2019 Keystone Symposium: Why so many ways to die? Apoptosis, necroptosis, pyroptosis, and beyond
Time & Location
About the Event
Cell Death is linked to diverse physiological and pathological conditions. A recent Keystone Symposium on Cell Death happened in Guarujá, São Paulo, Brazil, from November 19–24, 2019. The first (2010) and second (2014) successful Meetings in the cell death field opened the doors to scientific update in 2019. The third Meeting on cell death “Why so many ways to die? Apoptosis, necroptosis, pyroptosis and beyond” was organized by Karina R. Bortoluci, Andreas Strasser, and Vishva M. Dixit. Over 150 scientists from all continents, including ones from industry, healthcare professionals as well as principal investigators, postdocs, and graduate students from academia shared 5 days of intense scientific discussions and data exchange.
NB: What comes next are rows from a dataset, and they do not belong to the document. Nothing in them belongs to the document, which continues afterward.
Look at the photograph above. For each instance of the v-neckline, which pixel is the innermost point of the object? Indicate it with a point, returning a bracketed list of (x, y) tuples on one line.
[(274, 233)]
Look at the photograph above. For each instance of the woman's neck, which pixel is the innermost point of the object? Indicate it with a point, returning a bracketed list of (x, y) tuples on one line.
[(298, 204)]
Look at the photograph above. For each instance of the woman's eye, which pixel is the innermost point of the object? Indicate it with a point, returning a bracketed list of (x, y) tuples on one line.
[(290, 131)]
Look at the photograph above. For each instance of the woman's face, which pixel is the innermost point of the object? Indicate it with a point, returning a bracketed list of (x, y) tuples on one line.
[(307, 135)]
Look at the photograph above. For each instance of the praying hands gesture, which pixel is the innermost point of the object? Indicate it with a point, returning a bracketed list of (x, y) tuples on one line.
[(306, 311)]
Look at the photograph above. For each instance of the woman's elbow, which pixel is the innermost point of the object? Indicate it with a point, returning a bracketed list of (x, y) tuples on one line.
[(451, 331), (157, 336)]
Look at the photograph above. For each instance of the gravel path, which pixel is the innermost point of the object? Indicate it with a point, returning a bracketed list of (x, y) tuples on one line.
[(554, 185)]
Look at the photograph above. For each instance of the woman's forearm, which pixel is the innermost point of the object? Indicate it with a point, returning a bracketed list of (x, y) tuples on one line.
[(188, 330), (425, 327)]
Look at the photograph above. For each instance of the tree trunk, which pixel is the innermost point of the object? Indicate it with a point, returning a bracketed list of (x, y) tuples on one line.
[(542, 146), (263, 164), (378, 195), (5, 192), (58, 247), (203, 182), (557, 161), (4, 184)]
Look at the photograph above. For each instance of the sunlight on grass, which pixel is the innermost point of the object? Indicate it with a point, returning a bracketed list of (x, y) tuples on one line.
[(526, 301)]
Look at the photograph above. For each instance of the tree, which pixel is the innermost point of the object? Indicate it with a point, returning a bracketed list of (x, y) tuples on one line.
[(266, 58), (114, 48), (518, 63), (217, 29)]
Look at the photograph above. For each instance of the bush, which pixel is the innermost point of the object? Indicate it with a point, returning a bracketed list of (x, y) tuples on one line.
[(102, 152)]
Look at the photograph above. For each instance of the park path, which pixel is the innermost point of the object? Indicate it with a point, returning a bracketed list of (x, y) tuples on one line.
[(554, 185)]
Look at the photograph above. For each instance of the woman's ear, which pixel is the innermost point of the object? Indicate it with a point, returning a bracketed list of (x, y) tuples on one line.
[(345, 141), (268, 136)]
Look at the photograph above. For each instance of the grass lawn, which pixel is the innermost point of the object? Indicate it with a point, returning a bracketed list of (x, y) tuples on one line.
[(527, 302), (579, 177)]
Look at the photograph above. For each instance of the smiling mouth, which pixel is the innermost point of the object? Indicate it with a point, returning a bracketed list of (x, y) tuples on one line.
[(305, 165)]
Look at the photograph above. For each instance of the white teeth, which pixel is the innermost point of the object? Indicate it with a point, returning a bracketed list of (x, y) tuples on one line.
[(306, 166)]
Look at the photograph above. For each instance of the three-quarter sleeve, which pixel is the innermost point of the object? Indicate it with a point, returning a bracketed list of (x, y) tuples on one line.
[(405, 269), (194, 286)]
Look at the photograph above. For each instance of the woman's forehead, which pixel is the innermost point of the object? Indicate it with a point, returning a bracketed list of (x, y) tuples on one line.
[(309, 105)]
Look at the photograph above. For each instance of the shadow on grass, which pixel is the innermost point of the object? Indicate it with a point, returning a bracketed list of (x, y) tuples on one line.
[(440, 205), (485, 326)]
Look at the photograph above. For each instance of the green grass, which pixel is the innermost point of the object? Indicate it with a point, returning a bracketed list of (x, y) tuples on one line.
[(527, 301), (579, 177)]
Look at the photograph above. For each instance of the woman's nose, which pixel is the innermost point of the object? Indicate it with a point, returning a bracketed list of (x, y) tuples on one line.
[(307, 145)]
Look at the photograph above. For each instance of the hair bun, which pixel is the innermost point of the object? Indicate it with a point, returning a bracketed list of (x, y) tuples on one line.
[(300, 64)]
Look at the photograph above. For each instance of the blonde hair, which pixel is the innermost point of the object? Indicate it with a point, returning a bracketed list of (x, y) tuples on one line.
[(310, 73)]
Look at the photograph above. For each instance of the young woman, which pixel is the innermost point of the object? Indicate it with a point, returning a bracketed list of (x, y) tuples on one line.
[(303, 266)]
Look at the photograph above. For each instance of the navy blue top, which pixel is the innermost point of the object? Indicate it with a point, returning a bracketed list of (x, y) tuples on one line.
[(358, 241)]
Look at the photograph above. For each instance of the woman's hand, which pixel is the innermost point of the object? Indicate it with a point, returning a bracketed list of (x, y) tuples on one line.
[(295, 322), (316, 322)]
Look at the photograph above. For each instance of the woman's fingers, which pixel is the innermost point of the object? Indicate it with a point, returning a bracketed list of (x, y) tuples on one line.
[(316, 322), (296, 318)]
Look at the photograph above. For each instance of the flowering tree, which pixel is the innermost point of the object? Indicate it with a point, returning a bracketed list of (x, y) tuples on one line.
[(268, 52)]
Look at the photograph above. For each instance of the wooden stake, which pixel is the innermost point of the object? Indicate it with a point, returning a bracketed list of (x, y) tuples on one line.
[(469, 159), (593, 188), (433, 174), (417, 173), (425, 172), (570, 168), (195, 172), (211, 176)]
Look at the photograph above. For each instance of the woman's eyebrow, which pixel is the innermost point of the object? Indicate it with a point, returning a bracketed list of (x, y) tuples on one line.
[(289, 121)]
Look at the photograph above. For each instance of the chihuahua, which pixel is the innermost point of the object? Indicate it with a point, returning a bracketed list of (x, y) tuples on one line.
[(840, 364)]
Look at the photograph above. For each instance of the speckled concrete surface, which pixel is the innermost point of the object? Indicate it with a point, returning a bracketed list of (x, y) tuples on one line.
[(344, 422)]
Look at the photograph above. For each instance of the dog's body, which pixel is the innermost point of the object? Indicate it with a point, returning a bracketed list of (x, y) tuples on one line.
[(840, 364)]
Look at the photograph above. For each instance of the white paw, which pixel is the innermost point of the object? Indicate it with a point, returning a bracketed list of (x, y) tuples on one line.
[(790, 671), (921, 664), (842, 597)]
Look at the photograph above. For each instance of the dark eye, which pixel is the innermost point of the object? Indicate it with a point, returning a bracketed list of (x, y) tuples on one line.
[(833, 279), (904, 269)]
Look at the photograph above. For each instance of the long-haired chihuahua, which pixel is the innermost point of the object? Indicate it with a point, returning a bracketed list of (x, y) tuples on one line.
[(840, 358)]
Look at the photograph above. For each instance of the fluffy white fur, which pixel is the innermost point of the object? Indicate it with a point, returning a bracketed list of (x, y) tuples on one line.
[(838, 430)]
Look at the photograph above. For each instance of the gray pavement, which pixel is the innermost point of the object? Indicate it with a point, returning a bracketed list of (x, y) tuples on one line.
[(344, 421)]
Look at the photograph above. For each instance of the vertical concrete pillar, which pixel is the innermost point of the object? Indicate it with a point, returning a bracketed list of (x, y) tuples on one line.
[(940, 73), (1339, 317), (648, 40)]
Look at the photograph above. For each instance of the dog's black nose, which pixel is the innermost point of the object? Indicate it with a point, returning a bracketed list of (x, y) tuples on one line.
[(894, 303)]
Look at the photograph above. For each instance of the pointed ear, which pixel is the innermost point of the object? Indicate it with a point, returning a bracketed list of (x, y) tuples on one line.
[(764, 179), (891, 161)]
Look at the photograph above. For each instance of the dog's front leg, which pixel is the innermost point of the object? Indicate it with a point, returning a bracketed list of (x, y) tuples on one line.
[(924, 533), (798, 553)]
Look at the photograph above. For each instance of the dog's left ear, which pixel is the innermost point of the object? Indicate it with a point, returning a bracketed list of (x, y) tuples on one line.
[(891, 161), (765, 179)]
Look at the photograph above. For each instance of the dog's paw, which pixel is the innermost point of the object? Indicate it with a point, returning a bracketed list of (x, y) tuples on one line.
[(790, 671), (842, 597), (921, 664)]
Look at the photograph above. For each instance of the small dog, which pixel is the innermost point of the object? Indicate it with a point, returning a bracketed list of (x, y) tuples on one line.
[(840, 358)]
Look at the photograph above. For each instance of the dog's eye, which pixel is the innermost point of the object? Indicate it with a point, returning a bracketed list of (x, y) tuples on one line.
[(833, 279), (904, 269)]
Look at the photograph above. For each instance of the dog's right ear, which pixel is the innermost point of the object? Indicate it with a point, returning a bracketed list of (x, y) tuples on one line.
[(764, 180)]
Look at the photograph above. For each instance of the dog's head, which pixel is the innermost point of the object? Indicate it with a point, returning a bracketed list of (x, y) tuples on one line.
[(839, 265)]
The Meeting happened at a particularly important moment in the field with the recent discoveries of key regulators and effectors of cell death processes and, importantly, the first drug based on cell death research, the BCL-2 inhibitor venetoclax, now being used routinely in the clinic for the treatment of certain hematological cancers. The excellent talks from prominent more experienced and young scientists were instrumental to improve our understanding of the crosstalk among distinct cell death pathways in health and disease. A fantastic and friendly atmosphere was present during the workshops, short talks, and poster sections, allowing new insights and prospects during discussions.
This Meeting was a milestone on cell death research. Novel mechanisms of action of crucial constituents of the machineries of several cell death pathways, such as caspase- 8 and GSDMD, were presented for the first time in public. We learned that cell death is a highly dynamic process with extensive plasticity. Therefore, manipulating one type of cell death can often result in the induction of another type of cell death and this may have notable pathophysiological consequences for the organisms. Future challenges are to develop novel therapeutic interventions, which must probably rely on targeting multiple molecules/cell death pathways in the treatment of inflammatory diseases, cancer and infectious diseases.